Time to Think Big
In America, we generally know non-profits and cooperatives to be small, modest operations that are fueled mainly by the passion and commitment of a core group of dedicated believers, including volunteers or underpaid staff.
Non-profits generally have a public-service mission (Of course, there’s been an explosion of sham non-profits in the USA over the past few decades; for-profit companies have moved to nonprofit status to take advantage of tax exemptions and lower postage rates, and then pay their CEOs huge salaries.)
Small community-based non-profits and health-food co-ops are the models familiar to Americans. While they have a good reputation, they are generally seen as inconsequential, economically speaking. To use the vernacular of the tech world, such co-ops are not “scalable,” and therefore will remain small in size and scope.
But Mondragon, and other large co-ops around the world like Asiapro in the Philippines, exemplify another business model. Every bit as aggressive, every bit as competitive, and every bit as successful as large for-profit corporations, the Mondragon Corporation offers a serious alternative to predatory capitalism that puts workers first, caters to the needs of customers and, perhaps more importantly, establishes a business model that is fair, humane and equitable.
Early economic models – from monarchy to hierarchy to capitalism – represent ways for the predatory and the acquisitive to rise to the top of the pile and get as much as they can. As such, they foster the human qualities of greed and aggression.
One way to consider the fundamental issue is to ask: “Is the economy here to serve workers, or are workers here to serve those who own the economy?” The answer of old-fashioned capitalism – reaching all the way back to Gilgamesh’s time in 2700 B.C. – is that workers are here to serve the economy and its owners.

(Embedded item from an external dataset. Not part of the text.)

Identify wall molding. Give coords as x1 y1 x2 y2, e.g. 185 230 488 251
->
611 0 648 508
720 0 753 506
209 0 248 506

But that can be changed, and is being all over the world. It is entirely possible, in 21st century America, for us to begin to use the tools of technology and finance to spawn large numbers of Mondragon-like cooperative corporations right here.
If a $24 billion cooperative venture can be successfully established in the remote Basque region of northern Spain, surely it can be done in modern day metropolises of the wealthiest nation on earth.